Sobre el momento que atraviesan, con el frío que azota, Alejandra indica: “Queremos refaccionar un poco y no nos dejan… Está lleno de tierra, y hay niños, mujeres embarazadas”.
Porque, durante los cinco meses que se alargó el plazo, no les permitieron ingresar ningún material.
“No podemos construir, ni entrar con algo para hacer fuego, nada, solo permanecer con las carpas de nailon que tenemos”, expresa Alejandra.
Pese a esa prohibición, hay vecinos que, al verlos en esas condiciones, cuando las autoridades policiales no están atentas, pasan y les dejan algo de leña.
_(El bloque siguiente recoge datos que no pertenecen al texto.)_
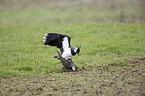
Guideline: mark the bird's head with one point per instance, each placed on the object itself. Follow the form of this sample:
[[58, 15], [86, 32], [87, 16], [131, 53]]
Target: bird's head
[[75, 68], [77, 50]]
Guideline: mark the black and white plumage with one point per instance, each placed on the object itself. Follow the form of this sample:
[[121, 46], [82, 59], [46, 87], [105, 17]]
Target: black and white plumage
[[63, 43]]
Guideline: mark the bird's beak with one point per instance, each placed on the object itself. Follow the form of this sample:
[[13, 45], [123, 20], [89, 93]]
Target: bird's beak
[[78, 54]]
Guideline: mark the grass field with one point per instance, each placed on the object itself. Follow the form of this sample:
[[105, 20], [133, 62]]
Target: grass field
[[112, 57]]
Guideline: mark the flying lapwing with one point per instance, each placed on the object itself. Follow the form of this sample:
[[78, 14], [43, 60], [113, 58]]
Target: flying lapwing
[[63, 43]]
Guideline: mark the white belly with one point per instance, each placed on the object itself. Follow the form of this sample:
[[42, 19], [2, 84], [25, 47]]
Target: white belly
[[67, 54]]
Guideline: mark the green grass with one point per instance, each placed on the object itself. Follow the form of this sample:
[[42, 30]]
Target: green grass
[[111, 35], [23, 52]]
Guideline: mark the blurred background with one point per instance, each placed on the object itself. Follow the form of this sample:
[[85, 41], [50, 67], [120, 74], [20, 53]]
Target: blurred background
[[71, 11]]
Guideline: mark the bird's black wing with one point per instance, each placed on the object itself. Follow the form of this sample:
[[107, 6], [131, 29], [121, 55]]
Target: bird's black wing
[[67, 64], [54, 39]]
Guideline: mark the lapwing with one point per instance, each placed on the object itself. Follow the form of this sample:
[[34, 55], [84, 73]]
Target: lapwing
[[63, 43]]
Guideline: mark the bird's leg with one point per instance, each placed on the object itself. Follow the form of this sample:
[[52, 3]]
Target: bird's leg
[[56, 57]]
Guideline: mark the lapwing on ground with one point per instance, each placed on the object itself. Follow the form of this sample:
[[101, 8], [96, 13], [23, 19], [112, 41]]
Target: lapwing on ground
[[63, 43]]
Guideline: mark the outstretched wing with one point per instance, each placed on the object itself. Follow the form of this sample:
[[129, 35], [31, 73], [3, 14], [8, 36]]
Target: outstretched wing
[[58, 40]]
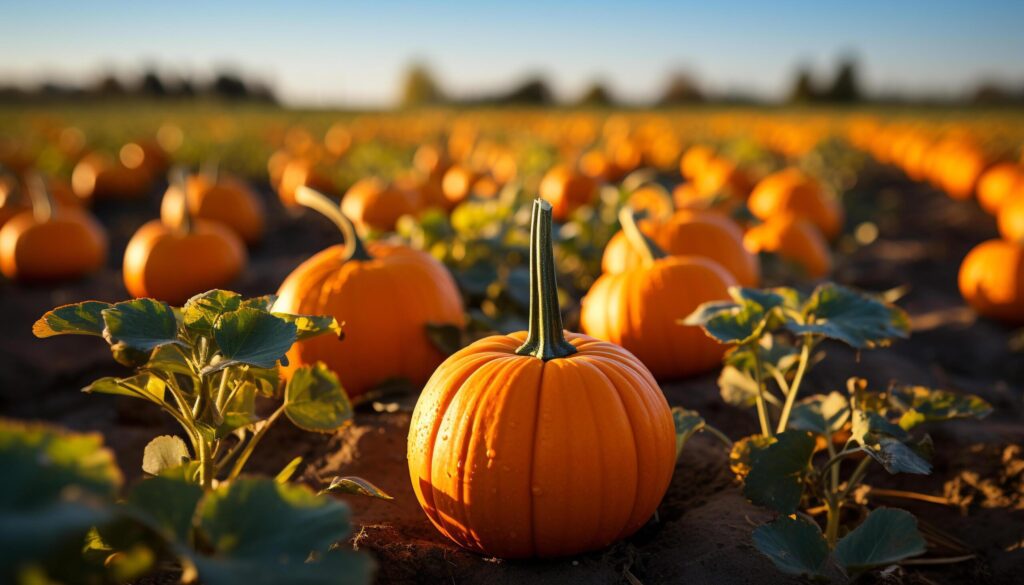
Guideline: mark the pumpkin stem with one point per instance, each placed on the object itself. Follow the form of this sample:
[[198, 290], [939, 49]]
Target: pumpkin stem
[[42, 200], [354, 248], [545, 338], [640, 242]]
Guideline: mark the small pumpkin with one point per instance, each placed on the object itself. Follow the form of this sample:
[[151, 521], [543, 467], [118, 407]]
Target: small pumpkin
[[385, 294], [174, 261], [792, 192], [374, 204], [514, 439], [991, 280], [218, 197], [50, 243], [793, 239], [566, 190], [640, 306]]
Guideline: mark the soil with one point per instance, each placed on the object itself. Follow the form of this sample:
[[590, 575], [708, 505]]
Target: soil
[[702, 530]]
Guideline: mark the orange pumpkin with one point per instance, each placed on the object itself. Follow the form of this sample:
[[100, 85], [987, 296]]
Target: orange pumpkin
[[566, 191], [991, 280], [792, 192], [224, 199], [793, 239], [385, 294], [374, 204], [514, 437], [173, 262], [48, 242], [639, 307]]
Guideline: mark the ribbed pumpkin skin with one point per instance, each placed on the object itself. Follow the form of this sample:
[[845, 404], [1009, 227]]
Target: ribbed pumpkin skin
[[639, 309], [991, 280], [515, 457], [384, 303]]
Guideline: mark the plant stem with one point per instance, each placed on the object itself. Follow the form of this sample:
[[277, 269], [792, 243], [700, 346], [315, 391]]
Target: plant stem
[[791, 397], [545, 339], [354, 249]]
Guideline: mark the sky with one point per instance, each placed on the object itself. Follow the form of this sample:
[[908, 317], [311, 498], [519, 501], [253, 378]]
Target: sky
[[355, 53]]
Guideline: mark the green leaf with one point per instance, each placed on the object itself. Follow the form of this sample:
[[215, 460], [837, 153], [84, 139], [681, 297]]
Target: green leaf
[[688, 423], [202, 311], [314, 400], [310, 326], [820, 414], [355, 486], [795, 545], [139, 325], [776, 476], [262, 532], [886, 537], [253, 337], [855, 319], [163, 453], [167, 504], [920, 404], [79, 319]]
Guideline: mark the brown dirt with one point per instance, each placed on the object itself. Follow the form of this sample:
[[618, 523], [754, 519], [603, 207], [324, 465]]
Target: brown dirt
[[702, 531]]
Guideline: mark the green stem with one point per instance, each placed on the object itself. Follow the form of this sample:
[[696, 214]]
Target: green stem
[[545, 340], [640, 242], [791, 398], [354, 248]]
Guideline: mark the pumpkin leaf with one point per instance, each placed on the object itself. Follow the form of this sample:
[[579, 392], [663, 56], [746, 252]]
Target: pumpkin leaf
[[253, 337], [886, 537], [78, 319], [855, 319], [314, 400], [163, 453], [201, 311], [140, 325], [795, 545], [777, 471], [355, 486], [307, 326]]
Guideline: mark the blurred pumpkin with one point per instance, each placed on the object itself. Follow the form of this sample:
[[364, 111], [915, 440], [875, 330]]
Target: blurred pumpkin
[[514, 437], [385, 295], [640, 306], [49, 242], [991, 280], [175, 261]]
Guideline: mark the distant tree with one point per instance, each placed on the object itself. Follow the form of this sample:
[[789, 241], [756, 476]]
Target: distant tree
[[846, 87], [597, 95], [420, 88], [681, 88]]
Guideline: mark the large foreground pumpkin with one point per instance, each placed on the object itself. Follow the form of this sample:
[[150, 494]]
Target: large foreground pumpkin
[[541, 444], [385, 295]]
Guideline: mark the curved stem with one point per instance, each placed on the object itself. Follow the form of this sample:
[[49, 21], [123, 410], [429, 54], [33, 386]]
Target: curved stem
[[354, 249], [545, 338], [42, 200], [640, 242]]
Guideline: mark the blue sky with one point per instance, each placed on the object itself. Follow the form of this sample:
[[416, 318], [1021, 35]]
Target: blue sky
[[331, 52]]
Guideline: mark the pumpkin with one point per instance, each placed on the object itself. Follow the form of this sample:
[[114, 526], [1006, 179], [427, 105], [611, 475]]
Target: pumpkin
[[174, 261], [640, 306], [48, 243], [385, 294], [221, 198], [793, 239], [566, 191], [991, 280], [689, 233], [999, 183], [792, 192], [515, 439], [374, 204]]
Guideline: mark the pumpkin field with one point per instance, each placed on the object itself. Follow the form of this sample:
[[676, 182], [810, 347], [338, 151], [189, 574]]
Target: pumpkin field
[[480, 345]]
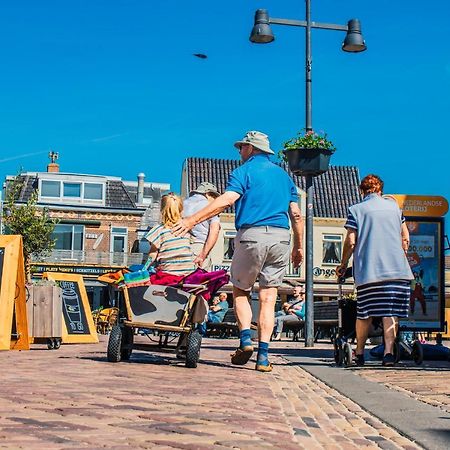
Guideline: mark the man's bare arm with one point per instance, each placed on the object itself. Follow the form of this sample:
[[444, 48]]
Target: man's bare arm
[[212, 209], [297, 229], [210, 242]]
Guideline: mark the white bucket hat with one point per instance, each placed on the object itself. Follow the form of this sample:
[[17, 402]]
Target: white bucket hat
[[258, 140]]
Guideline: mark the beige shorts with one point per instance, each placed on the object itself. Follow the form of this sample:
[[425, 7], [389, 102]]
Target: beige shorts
[[260, 252]]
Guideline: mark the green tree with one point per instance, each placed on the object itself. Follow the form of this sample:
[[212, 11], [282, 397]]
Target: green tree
[[27, 219]]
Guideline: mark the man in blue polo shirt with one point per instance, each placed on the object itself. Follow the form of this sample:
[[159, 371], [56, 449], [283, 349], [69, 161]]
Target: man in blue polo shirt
[[266, 198]]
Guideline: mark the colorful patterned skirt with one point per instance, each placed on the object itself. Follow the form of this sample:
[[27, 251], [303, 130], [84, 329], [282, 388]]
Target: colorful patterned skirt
[[383, 299]]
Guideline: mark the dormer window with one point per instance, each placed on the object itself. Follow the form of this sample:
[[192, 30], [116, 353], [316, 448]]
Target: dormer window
[[50, 188], [72, 191]]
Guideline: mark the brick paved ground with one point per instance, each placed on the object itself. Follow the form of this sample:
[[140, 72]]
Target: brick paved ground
[[427, 383], [73, 398]]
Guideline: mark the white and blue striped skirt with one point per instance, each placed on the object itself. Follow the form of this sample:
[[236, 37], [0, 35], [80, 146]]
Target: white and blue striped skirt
[[383, 299]]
Las mujeres narran que la policía, además, se presenta varias veces al día para notificarse de quien está en el predio, para que no se sume más gente.
Y afirman que se ven hombres uniformados “en distintos autos particulares”.
“Pensamos que Book les paga aparte, para que estén todo el tiempo”, sostiene Alejandra.
Postal de la tristeza.
Y agrega: “A una de las chicas, como se negó a volver a dar sus datos, porque ya se lo habían pedido un montón de veces, le dijeron que pasarían el caso a la fiscalía”.
Iris Valerio, a su lado, asiente. Ella no pertenece a la familia, es una de las personas que no tenía dónde ir, a la que le permitieron entrar con ellos en el terreno.
Alejandra añade: “Llevamos acá tres semanas, en estas circunstancias, y tenemos que esperar hasta febrero”.
Explica que, si bien la familia Maliqueo, ubicada al otro lado de la calle, pretende que los reconozcan como propietarios, porque consideran que los documentos que tienen así los califican, ellos están dispuestos, incluso, a pagar, mediante algún plan a su alcance, por permanecer allí.
“Siempre y cuando quien dice que es el dueño muestre los papeles que lo avalen como tal”, apunta.
“Aparte, ¿por qué no hizo nada en tantos años? Esto era una boca de lobos, estaba lleno de matorrales. Había ladrones que robaban a los remiseros y se escondían acá… hubo intentos de violación”, comenta.
“Recién hora, que llegamos de una forma pacífica, y limpiamos todo, viene a decir que son sus tierras”, concluye.
Otra de las personas que se asentó en el lugar, Yanela Azócar, suma: “¿Por qué no se acerca a conversar con nosotros, para que le expliquemos nuestra situación?”.